World War II - Discussion Board
In Chapter 6, A People’s War, I found an interesting fact revealed by Howard Zinn that the United States is responsible for fighting a war a people’s war. The United States is not following the rules and values and this is the reason for war. Further, it is also an an interesting fact in Chapter 6 that in the World War II, the United States got the support from the racist elite for their own economic motives. The actions of the United States were driven largely by the economic interests and racists, which were criticized, because Hitler wanted to enjoy supremacy over the minorities and inferior groups. Further, in this chapter, Zinn has rightly mentioned that after the World War II and still in the United States nothing changed in a true sense for the betterment of the inferior groups and minorities. The United States is still following its aggressive foreign policy.

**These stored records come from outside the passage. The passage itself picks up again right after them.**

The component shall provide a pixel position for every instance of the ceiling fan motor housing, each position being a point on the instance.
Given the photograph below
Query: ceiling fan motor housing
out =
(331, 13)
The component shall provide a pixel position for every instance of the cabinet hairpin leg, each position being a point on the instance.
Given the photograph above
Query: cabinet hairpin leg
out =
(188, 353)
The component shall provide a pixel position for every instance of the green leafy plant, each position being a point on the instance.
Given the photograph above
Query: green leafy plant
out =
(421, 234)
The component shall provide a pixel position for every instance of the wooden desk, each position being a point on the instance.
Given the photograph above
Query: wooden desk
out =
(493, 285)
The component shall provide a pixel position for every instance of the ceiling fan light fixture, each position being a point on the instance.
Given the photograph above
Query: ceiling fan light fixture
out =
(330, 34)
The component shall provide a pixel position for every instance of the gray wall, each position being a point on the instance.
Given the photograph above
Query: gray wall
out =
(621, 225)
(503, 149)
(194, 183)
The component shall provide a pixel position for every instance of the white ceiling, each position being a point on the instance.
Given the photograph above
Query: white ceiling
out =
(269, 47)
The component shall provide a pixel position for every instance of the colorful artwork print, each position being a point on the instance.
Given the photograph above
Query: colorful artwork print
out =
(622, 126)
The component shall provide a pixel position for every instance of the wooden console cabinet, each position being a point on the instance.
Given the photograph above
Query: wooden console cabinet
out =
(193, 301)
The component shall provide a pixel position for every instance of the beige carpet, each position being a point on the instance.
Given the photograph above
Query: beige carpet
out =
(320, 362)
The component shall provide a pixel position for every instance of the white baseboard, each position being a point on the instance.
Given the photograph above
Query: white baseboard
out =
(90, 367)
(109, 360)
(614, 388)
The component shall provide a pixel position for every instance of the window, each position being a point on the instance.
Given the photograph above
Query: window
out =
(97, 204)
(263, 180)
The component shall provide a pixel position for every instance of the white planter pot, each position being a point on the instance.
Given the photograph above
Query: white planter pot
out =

After watching the documentary “Memory of the Camps”, there is no significant change my thought regarding World War II, because the documentary is also indicative of the fact that undue power and authority was exercised on people. The genocide, which claimed that about 12 million undesirables including not only Jews, but also, Africans, Asians, the physically and mentally challenged, homosexuals, gypsies, and on and on the list could go of all the groups singled out by Hitler and the Third Reich, from throughout the European continent is also true. It can be analyzed from the fact that during the War II, many people were tortured and enslaved in the concentration camps. However, during the World War II, the Nazi concentration for the undesirables spread across the entire continent (Auger). Further, the SS formed a network of the examination camp, in order to kill millions of prisoners, and they were killed by grassing. However, Genocide was the major function of the extermination camp and the death camp (Grobman, Landies, and Milton). The prisoners, which included Jews, Asians, Africans, and the physically and mentally challenged, etc., were maltreated, they became victims of disease and starvation, and ultimately death resulted.
References
Auger, Martin F. Prisoners of the Home Front: German POWs and "Enemy Aliens" in Southern Quebec, 1940-46. Columbia: U of British Columbia, 2011. Print.
Grobman, Alex, Daniel Landies, and Sybil Milton. Genocide, Critical Issues of the Holocaust: A Companion Volume to the Film, Genocide. New Jersey: Behrman House, 1983. Print.
Wendt, Anton. Racial Science in Hitler's New Europe, 1938-1945. Lincoln: U of Nebraska, 2013. Print.